Organized by the campus Hillel chapter, a coalition of students at Rutgers University is planning to take control of a campus humor publication after it ran a widely panned satirical Holocaust cartoon on its cover.
“Students on a grassroots level have to step up and take charge,” said Andrew Getraer, Hillel director at the state-funded college in New Brunswick, N.J.
The cartoon was part of what Getraer called “a constant stream” of offensive content in the Medium, a university-funded newspaper, which calls itself “the entertainment weekly of giving birth to a retarded child,” and features a monkey at a typewriter as its logo.
The April 21 edition, which is full of off-color language and cartoons, featured a crude drawing of a bearded Jew poised atop an oven, with
a young man pitching a baseball. The caption reads “Knock a Jew in the oven! … Three throws for one dollar.”
University President Richard McCormick called on the editors to apologize, saying the cartoon “desecrates the memory of six million innocent Jewish people, and many other groups, who were brutally murdered …” according to the New Jersey Jewish News. But McCormick added that the student-funded publication “is protected by the First Amendment.”
On Monday, the university’s Daily Targum newspaper reported that the Medium editors would distribute an apology across campus for the cartoon, saying they did not intend to offend anyone.
In an open letter to McCormick, former New York City Mayor Ed Koch, who is heading a delegation to the European conference on anti-Semitism this week in Berlin, wrote “you have embarrassed by your inaction both the university and the state of New Jersey.” In a separate letter to New Jersey Gov. James McGreevey, Koch also called for a review of the incident, asking if the governor or the state legislature could take action against the paper.

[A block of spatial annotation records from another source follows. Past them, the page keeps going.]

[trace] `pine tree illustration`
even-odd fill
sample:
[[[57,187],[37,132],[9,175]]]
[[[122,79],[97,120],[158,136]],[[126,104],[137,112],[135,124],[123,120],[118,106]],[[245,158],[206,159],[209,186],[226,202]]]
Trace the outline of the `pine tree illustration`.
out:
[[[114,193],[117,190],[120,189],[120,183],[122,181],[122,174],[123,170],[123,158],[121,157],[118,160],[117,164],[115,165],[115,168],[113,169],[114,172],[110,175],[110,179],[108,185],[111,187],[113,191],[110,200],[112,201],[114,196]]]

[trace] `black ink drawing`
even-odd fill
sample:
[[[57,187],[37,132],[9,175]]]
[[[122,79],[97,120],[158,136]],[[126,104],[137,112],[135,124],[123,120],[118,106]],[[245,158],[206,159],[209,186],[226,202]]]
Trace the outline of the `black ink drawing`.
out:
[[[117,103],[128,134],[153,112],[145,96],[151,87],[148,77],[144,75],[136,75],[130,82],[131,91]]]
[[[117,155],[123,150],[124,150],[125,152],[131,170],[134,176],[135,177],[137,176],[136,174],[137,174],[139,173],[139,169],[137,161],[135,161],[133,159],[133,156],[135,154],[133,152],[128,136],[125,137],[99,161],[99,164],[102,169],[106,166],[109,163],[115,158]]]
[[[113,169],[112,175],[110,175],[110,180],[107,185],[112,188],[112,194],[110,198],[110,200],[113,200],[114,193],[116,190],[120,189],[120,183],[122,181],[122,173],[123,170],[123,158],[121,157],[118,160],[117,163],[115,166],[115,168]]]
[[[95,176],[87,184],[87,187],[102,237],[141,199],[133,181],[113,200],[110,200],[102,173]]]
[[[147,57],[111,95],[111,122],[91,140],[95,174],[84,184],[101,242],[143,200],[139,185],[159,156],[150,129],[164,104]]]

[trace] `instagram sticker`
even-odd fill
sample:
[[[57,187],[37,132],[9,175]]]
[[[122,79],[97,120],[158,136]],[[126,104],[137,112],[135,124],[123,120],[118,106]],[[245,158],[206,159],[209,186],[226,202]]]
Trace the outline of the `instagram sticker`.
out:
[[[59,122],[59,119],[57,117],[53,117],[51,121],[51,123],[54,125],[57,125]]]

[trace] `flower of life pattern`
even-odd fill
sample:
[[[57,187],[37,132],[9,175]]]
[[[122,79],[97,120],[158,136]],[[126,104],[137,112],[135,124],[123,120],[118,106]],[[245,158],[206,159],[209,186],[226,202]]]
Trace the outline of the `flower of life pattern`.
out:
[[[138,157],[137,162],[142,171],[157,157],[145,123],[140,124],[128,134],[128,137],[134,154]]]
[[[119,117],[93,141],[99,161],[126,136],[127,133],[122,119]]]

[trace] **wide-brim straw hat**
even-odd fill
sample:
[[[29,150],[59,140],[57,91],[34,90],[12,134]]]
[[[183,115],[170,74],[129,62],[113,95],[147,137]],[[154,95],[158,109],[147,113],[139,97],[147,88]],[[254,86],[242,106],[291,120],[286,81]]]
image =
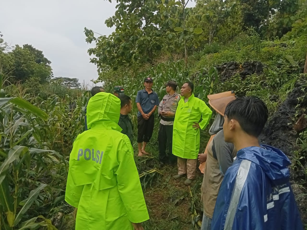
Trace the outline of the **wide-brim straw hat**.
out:
[[[216,111],[222,116],[224,116],[225,109],[228,103],[236,98],[233,91],[209,94],[207,96],[209,99],[209,105]]]

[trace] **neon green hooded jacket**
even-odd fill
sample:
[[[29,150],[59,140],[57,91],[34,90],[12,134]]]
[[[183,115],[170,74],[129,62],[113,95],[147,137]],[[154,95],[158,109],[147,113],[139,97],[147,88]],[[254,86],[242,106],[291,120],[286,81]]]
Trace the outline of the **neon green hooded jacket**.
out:
[[[120,100],[99,93],[87,107],[89,129],[69,159],[65,200],[78,208],[76,230],[133,230],[149,218],[133,151],[117,125]]]
[[[185,103],[181,97],[176,110],[173,129],[173,154],[185,159],[196,159],[199,151],[199,129],[195,130],[194,122],[199,123],[202,129],[209,123],[212,111],[205,102],[195,98],[194,94]]]

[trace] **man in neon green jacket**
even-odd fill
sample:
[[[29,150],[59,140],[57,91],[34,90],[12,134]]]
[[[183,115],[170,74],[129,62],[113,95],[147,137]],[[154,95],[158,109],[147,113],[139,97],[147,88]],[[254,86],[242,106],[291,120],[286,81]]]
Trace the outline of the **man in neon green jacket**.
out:
[[[187,174],[185,184],[188,185],[195,178],[199,151],[199,129],[206,128],[212,115],[204,102],[194,96],[194,88],[189,82],[181,87],[173,130],[173,154],[178,157],[178,174],[174,177],[179,179]],[[201,117],[202,120],[200,122]]]
[[[142,230],[149,218],[120,110],[120,100],[107,93],[87,104],[89,129],[74,142],[65,194],[77,208],[76,230]]]

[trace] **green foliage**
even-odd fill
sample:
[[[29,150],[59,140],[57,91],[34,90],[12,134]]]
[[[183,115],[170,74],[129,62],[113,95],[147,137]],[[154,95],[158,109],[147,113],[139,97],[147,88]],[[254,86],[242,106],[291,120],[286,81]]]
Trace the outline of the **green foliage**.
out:
[[[79,83],[79,80],[77,78],[54,78],[50,81],[50,83],[56,85],[65,86],[68,89],[80,88],[81,86],[81,84]]]
[[[43,202],[43,196],[39,198],[39,195],[47,185],[40,178],[49,171],[49,167],[59,163],[57,157],[65,163],[62,157],[44,148],[42,144],[41,128],[37,125],[49,117],[20,98],[0,98],[0,227],[9,230],[20,226],[23,229],[37,224],[56,229],[41,216],[38,217],[44,220],[39,223],[34,224],[36,217],[19,224],[33,203],[39,206]]]
[[[11,51],[4,52],[8,47],[3,41],[2,43],[4,45],[2,50],[0,49],[0,69],[8,77],[7,80],[11,83],[29,81],[29,84],[38,81],[41,84],[52,76],[51,62],[44,56],[42,51],[27,44],[23,48],[17,45]]]

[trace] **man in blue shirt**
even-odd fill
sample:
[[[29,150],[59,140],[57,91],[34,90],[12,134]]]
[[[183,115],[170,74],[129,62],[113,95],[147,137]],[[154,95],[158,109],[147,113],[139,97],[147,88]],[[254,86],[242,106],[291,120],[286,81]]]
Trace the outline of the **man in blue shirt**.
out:
[[[159,104],[158,94],[151,89],[153,82],[151,78],[145,78],[144,80],[145,88],[138,92],[135,100],[138,110],[138,146],[139,156],[147,153],[145,151],[145,147],[152,136],[154,125],[154,113]]]

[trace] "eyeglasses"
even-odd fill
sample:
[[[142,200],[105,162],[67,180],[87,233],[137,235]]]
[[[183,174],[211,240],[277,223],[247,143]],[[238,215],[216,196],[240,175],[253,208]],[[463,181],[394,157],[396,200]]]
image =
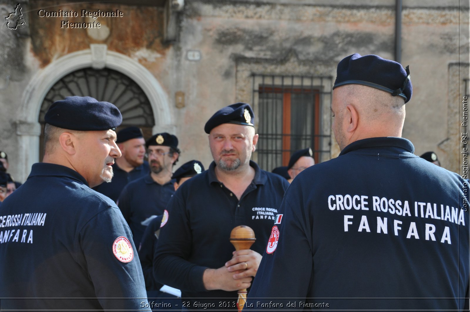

The student editor who allowed the cartoon, Ned Berke, a sophomore, told the Star-Ledger of Newark that he is Jewish and viewed the cartoon as “clever. It took a serious situation and made it ridiculous.”
Noting that he had relatives who died in the Holocaust, Berke added, “Humor is a way of honoring them and trying to get over it and laugh. The Holocaust has been taboo for years.”
Getraer said defunding the publication, as some have urged, would be impossible because allocations to student clubs are decided by college government associations whose bylaws prohibit the removal of funds based on content or speech.
“[The Medium] is a self-indulgent project of a dozen students who use it to provoke and grab attention,” he said. “If we can put together a coalition of students that wants to see an entertainment publication that serves the university rather than hurts it, there are internal channels. It would only take two dozen students.”
The publication has in the past offended other campus groups with its content, including a mock personal ad last year directed at “sons of slaves.”
Scott Roland, the incoming student president of Rutgers Hillel, said he had reached out to African-American and other student leaders to discuss a coalition to gain control of the Medium.
“We want to make sure incidents like last week’s or last semester’s don’t happen again,” said Roland. “We’re getting together this week to try to formalize and formulate a strategy to come together and reform the paper, to turn it into an actual humoristic paper as opposed to bashing whomever they feel like bashing.”
Getraer, the Hillel director, said that despite the bad publicity from this incident and one last year involving a planned anti-Israel conference on campus, Jewish life at Rutgers was “lively and enriched,” with about 5,000 students on its five campuses.